Published: Wednesday, November 18, 2009 10:50 AM CST
Health Care Reform. We all know we need some kind of health care reform and if you read the Robert and Walter Wicks article, in the Nov. 11 issue of the News-Sun in support of the Congressional health care reform bills, you would come to the conclusion that we have finally reached a workable solution in the bills now making their way through congress. Unfortunately that isn't the case.
In the first place there is no completed Health care Bill. What the Wicks are suggesting we support is a collection of bills that have to be reconciled to form one bill. Who in their right mind would agree to a binding contract without any idea of what it was going to cost or what it was going to provide in the way of service? Would you sign a contract to buy a house if you didn't know what it was going to cost you, what the interest rate was, how many bedrooms it had or what kind of hidden cost were involved in the deal? That is essentially what we are being asked to do.
Their explanation of how this final reconciled bill will be paid for is simplistic in the extreme and nothing short of a joke when you look at the real proposed cost and where the money will be coming from. The House bill cost alone is projected at $1.2 trillion of which the major cost contributors will be Medicare, small businesses, middle-income families and middle-income individuals. Medicare will be hit with a $500 billion reduction in funding over the next 10 years. That's the equivalent of one full years cost of Medicare at today's rate. Does anyone really believe senior citizens will not be subjected to health care rationing? Small businesses will be forced to provide health care to its employees whether they can afford it or not or pay a penalty tax.
In some cases that additional cost will force those businesses to close leaving untold numbers of Americans unemployed at a time when the unemployment rate is already over 10 percent. Middle income families and individuals, as well as young people, will be forced to purchase "qualified" medical insurance plans, at an undetermined rate, to satisfy some bureaucratic idea of what a "qualified" plan is. SEC. 224 (p.18) of the House bill provides that 18 months after the bill becomes law, the Secretary of Health and Human Services will decide what a "qualified plan" covers and how much you'll be legally required to pay for it. SEC. 59b (pp.297-299) says that when you file your federal income taxes you must include proof that you are in a "qualified" plan. If not, you will be fined thousands of dollars.

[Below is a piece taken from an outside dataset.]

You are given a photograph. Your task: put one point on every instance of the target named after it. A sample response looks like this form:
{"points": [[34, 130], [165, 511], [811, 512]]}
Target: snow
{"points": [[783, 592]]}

In their article the Wicks state, "According to the Congressional Budget Office, they [the two bills before Congress] will both slightly reduce the national deficit over the next 10 years and, with luck, pay for themselves." Well, there is so much wrong with that assumption that I hardly know where to begin. First, the Congressional Budget Office (CBO) is notorious for underestimating the cost of government entitlements. CBO cost projections for Social Security, Medicare and Medicaid were so far off the actual cost to be criminal if it weren't the government doing the "fuzzy math." Second, the CBO cannot be held totally responsible for these horrendous miscalculations. They can only score the figures given to them by Congress. The CBO does not provide the figures they base their projections on, Congress does. In other words, garbage in garbage out!
Third, can you think of a single entitlement program run by the government that does not have gargantuan cost overruns? Think Medicare, Medicaid, Social Security, all bankrupt!

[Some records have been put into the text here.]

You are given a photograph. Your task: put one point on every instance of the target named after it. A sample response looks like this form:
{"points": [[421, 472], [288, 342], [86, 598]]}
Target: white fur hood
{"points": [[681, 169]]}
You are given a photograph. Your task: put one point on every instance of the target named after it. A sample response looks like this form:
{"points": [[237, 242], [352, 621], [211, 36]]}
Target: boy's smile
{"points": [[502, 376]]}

Anyone under the misguided impression that they will be provided with free health insurance is sadly mistaken (unless you are the poorest, of the poor). These proposed bills have so many taxes, fees, penalties and fines imbedded in them that a true evaluation of the cost to individuals is difficult, if not impossible, to measure. They are also riddled with mandated provisions that leave you and your doctor very little choice in the way your health care will be managed.
The House bill contains over 53 new bureaucracies that will have to be perpetually funded without any visible provisions for those funds. Can you say higher taxes? The bill has over 3,400 uses of the word "shall" which is a mandate for how things must be done in order to comply with the provisions of the bill. If you, your doctor, your employer or hospital doesn't comply, all are subject to heavy fines. So much for choice.
Make no mistake, these bills are written in a way that will eventually drive the private insurance companies out of the health care market and we will be left with the single- payer government controlled plan that Congress and the President have wanted from the start. Its impossible for private enterprise to compete with a federal government that can absorb loses, print money on demand and set the regulations controlling any industry.
At a time when we are already paying $500 million a day in interest on our national debt, this entitlement would add untold trillions of dollars to that national debt over the next few decades. Are you willing to mortgage the future of your children, grandchildren and great-grandchildren so that Congress and the President can point to a 1990 page piece of legislation and brag about how much they have provided for the people of this country?